Éste, tapándose la boca como para vomitar, se levantó de su asiento y se fue dando arcadas hacia el servicio. Micaela, en el fondo aliviada de verlo correr, se agachó para recoger el teléfono del suelo. Fue en ese instante que una voz al otro lado del hilo la reclamó, era femenina y hablaba en inglés. Micaela se dio cuenta enseguida porque se compraba libros de Richard Vaughan y estudiaba por su cuenta en sus ratos libres. Afición que combinaba con las lecturas de J.J. Benítez y Brian Weiss. La voz le era tan familiar que le recordó a los listening y a las canciones en inglés que ella misma aprendía y estaba harta de cantar. Con desparpajo y buena disposición, no le costó nada tomar los recados que una tal Christine Lagarde le daba en un inglés correcto y estándar. Can you spell your name, please? Would you like to leave a message? You’re welcome. Have a nice day... Eran las formulas que Micaela se sabía de memoria, mejor que su propio nombre y que brotaban de su garganta como si de una cascada de escupitajos se tratase, al tiempo que apuntaba el recado en un trozo de papel. 

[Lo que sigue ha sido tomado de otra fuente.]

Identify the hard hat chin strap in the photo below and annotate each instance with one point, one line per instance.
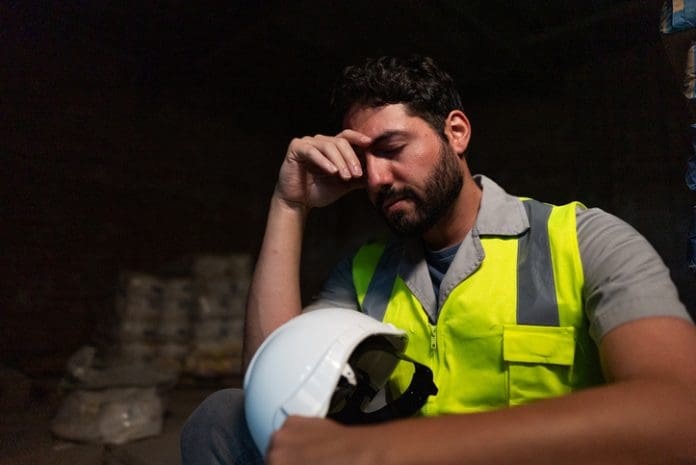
(408, 404)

Cuando Don Ramiro llegó del baño, venía con varios compañeros que, preocupados por su aspecto -llevaba el pelo chorreando- habían tenido a bien de acompañarlo de vuelta a su mesa. Al sentarse, vio un post-it sobre el teléfono. Cuando lo leyó, no daba crédito a lo que había pasado. Alguien había atendido la llamada, tomando las notas pertinentes. ¿Pero, quién?

Pasó el tiempo y Don Ramiro nunca encontró al compañero que aquella mañana habló nada más y nada menos que con la presidenta del Banco Central Europeo. Sólo sabía que, fuese quien fuese, le había hecho un favor inestimable, pues de no haberse atendido aquella llamada, quién sabe qué consecuencias económicas habría sufrido tanto la entidad bancaria como su país.